Live-blogging: Are Muslims unfairly criticized?

A radical Muslim group has allegedly threatened violence against the creators of South Park because of an episode that insulted the prophet Muhammad.

In the episode, the children meet Tom Cruise at a chocolate factory where he is packing bundles of fudge into boxes. They ask him why he’s “packing fudge”, which angers Cruise and leads him to bring a lawsuit against South Park. The only way that Cruise will drop the suit is if the town brings the Prophet Muhammad to South Park.

The whole point of the show is to lampoon the double standards applied to Islam and other religions in the media. There is a scene involving the “Super Best Friends”, that features every religious figure acting as super heroes, including Buddha, who does lines of cocaine on a table as Jesus is speaking. For the scenes of Muhammad, the image is blacked out by a large “censored” graphic.

Eventually, Muhammad agrees to appear in South Park in a bear mascot costume so as not to offend Muslims.

The episode has been removed from YouTube, apparently because of copyright violations.

Closer to home, a Muslim civil rights group has criticized schools in the St. Cloud area for not reacting to racism there.

The BBC’s World Have Your Say program has dedicated its international call-in program today to the question of whether Muslims are “always being attacked.”

Here’s an example of what people are saying:

Bahrain : Like Japanese in World War II, Muslims are being branded as a target. We are not attributed for any kind of innovation or forward thinking. When people criticize us, we have no rebuttal.

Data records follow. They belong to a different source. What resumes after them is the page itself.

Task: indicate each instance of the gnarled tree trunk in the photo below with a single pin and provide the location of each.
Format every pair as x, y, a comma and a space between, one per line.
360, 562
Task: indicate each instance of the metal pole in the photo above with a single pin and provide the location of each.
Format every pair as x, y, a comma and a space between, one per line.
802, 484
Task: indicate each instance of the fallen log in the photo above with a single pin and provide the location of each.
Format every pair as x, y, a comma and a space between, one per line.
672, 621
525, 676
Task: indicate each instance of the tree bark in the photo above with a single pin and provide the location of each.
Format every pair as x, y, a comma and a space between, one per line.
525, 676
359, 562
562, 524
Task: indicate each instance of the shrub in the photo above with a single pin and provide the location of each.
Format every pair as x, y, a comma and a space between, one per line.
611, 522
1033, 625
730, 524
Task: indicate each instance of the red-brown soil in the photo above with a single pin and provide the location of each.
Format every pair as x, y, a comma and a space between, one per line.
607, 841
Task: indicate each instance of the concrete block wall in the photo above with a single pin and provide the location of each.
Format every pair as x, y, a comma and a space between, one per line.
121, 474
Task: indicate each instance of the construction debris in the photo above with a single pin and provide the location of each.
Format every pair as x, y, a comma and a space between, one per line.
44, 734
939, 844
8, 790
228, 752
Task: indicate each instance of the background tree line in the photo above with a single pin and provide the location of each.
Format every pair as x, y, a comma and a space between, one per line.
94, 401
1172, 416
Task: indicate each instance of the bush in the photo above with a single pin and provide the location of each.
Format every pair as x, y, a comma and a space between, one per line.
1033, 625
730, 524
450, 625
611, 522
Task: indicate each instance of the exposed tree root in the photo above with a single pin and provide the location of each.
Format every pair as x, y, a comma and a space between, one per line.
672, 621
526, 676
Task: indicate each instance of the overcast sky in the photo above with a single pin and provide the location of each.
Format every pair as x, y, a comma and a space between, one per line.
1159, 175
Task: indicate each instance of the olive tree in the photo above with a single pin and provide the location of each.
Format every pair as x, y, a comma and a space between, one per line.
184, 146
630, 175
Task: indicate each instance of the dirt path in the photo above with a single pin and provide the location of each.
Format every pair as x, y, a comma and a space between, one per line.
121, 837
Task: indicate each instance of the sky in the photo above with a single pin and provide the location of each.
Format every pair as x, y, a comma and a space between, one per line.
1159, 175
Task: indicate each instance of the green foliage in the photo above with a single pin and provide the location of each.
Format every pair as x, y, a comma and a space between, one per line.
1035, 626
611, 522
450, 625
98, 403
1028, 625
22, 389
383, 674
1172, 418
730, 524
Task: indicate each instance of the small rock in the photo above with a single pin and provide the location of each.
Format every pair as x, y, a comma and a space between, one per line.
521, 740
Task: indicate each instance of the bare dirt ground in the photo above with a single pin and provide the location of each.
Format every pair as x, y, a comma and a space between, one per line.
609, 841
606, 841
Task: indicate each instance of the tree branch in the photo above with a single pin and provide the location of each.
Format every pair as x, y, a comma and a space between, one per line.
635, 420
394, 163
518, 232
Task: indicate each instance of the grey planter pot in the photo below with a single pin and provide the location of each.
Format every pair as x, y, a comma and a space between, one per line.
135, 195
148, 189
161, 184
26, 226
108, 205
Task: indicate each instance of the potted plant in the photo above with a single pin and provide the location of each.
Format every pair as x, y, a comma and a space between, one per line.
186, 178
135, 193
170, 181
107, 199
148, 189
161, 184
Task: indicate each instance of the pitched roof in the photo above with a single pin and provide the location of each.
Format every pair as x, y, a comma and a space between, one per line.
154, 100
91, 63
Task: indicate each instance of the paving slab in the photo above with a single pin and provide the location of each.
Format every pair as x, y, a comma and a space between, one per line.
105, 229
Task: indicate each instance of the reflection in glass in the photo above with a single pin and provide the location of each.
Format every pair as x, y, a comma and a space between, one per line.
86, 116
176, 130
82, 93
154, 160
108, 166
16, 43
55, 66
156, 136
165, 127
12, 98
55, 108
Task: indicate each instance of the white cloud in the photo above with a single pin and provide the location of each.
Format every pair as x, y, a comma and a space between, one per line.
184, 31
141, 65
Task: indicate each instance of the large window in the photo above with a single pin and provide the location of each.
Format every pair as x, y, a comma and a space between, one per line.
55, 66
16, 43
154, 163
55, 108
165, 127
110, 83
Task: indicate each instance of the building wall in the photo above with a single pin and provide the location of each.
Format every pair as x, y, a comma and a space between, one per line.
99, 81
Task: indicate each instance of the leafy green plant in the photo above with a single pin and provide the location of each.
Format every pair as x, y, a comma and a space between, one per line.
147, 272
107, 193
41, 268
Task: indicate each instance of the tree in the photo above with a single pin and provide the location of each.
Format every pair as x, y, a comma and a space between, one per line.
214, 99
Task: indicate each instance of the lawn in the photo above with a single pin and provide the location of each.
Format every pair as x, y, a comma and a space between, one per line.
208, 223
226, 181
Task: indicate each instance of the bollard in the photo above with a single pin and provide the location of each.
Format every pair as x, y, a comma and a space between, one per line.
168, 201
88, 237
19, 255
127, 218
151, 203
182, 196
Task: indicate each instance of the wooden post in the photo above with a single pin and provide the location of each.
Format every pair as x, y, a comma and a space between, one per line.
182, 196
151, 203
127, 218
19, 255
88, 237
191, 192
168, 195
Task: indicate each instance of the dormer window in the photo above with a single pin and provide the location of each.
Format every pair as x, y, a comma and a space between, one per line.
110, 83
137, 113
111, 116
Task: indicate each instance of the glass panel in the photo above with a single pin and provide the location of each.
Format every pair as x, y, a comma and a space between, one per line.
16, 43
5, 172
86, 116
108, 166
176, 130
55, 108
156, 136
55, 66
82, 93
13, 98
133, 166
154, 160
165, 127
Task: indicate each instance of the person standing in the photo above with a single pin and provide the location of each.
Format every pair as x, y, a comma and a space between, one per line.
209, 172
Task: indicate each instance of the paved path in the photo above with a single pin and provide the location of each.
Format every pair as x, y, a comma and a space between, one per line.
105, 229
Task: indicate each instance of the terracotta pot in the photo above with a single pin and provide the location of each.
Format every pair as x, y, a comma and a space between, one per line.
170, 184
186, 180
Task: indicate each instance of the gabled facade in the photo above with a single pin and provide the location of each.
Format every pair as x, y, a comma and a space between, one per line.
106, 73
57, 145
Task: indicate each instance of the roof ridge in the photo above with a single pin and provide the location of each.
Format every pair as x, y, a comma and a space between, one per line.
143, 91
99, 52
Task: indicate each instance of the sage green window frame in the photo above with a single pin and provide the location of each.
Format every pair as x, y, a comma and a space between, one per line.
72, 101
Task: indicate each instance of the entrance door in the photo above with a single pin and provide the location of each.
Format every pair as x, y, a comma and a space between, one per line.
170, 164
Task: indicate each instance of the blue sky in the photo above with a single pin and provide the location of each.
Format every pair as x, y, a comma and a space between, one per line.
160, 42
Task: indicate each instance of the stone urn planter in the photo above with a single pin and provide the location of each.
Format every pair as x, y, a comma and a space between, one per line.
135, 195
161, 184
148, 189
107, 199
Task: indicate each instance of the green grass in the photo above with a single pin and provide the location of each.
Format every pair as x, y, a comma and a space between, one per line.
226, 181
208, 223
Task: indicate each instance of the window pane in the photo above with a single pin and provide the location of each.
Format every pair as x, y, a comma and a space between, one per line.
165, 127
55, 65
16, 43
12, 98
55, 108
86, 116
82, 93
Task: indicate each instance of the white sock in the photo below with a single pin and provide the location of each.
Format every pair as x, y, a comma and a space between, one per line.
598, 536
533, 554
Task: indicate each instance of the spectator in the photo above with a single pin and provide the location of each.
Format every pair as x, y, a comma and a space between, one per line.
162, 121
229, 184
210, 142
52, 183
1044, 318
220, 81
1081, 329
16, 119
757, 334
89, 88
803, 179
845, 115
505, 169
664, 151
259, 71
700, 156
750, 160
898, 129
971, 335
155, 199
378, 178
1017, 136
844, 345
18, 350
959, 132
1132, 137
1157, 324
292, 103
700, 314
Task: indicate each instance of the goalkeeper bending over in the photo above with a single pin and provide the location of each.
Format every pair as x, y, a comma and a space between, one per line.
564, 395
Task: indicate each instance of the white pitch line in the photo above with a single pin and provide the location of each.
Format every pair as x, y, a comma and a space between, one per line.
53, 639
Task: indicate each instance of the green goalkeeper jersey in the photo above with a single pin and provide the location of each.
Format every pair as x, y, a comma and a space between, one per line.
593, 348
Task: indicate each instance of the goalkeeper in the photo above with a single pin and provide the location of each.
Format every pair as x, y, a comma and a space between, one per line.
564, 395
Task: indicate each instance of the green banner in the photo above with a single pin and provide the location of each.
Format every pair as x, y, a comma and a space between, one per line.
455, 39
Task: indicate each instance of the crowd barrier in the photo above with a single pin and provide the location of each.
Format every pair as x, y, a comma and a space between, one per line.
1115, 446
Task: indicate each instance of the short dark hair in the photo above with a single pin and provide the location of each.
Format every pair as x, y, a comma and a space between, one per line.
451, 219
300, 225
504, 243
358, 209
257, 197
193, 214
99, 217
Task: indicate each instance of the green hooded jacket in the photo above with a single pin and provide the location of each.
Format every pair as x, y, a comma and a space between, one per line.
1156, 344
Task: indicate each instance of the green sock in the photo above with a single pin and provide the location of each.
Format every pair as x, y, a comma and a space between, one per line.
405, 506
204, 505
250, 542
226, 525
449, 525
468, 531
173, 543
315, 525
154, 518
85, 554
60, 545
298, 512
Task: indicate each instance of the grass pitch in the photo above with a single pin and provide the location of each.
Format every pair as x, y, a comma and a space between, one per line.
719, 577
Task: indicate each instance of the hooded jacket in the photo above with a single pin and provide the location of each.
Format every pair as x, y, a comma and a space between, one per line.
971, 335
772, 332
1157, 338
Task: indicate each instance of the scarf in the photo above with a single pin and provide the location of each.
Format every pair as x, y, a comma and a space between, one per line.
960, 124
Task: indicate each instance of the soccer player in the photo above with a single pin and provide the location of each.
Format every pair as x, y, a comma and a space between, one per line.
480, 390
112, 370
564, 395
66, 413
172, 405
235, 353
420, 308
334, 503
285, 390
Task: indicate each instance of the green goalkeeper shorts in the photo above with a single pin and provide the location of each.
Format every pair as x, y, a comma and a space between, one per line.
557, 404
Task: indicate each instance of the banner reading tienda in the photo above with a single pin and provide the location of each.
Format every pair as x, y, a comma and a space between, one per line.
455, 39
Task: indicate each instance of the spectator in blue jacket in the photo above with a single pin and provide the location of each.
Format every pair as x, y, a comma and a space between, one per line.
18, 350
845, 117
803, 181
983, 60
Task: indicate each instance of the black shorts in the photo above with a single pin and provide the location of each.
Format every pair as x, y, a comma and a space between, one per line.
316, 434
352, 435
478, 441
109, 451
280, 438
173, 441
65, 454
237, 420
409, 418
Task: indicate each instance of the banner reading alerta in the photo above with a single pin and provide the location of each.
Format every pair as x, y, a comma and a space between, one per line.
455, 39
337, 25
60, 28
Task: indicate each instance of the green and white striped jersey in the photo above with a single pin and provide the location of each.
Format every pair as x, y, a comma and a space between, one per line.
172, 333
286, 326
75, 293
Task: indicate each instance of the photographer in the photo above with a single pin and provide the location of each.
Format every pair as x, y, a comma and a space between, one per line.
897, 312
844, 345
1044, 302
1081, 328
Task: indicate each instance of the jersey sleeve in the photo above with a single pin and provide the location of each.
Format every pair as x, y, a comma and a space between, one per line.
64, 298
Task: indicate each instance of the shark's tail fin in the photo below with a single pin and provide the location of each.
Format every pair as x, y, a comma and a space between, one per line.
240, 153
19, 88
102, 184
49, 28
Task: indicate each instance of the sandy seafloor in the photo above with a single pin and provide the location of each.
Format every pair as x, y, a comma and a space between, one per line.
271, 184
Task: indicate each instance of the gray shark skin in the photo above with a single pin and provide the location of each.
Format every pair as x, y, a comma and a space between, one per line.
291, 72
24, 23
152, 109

Texas: It’s hard to hear what people are saying about us, it’s free speech. It’s not something Muslims are used to but Muslims in the West are getting more comfortable with it.

Oregon: Trying to secularize Muslims won’t help them.

Ohio: I used to be a critic of the faith, now I just don’t care.

Trinidad: I’m not so concerned. One feels they are trying to set the agenda for liberal societies in which they live, which is something they wouldn’t be able to do in any Mideast country.

Nigeria: There seems to be a general impression that there is a certain propensity for violence and the threat of it when it comes to that particular faith. Consider the flurry over the Catholic Church. No one has heard of threats against the parish priest. We take it for granted that we can say anything we want to about the Catholic faith. In the media there is self-censorship when it comes to Islam.

(A guest responded that that was an “attack.” “You’ve used the term ‘attack,’ the gentleman in Nigeria responded. It’s not an ‘attack,’ it’s a ‘criticism.’ I’m not attacking anybody.)

Another guest says “there are two thugs in New York who put a statement about South Park up, and people think they speak for all Muslims. Muslims have spoken about this by not speaking about this (South Park) for the last 14 years.”

Canada: Is the problem here South Park, or a culture that responds with death threats whenever there’s something they disagree with?

(Guest: “If there’s 100 Muslims and 99 of them love South Park, you’re not going to hear from any of the 99. Our crazies get more attention.”)

Jamaica: If there’s any faith that’s always being ridiculed, it’s Christianity.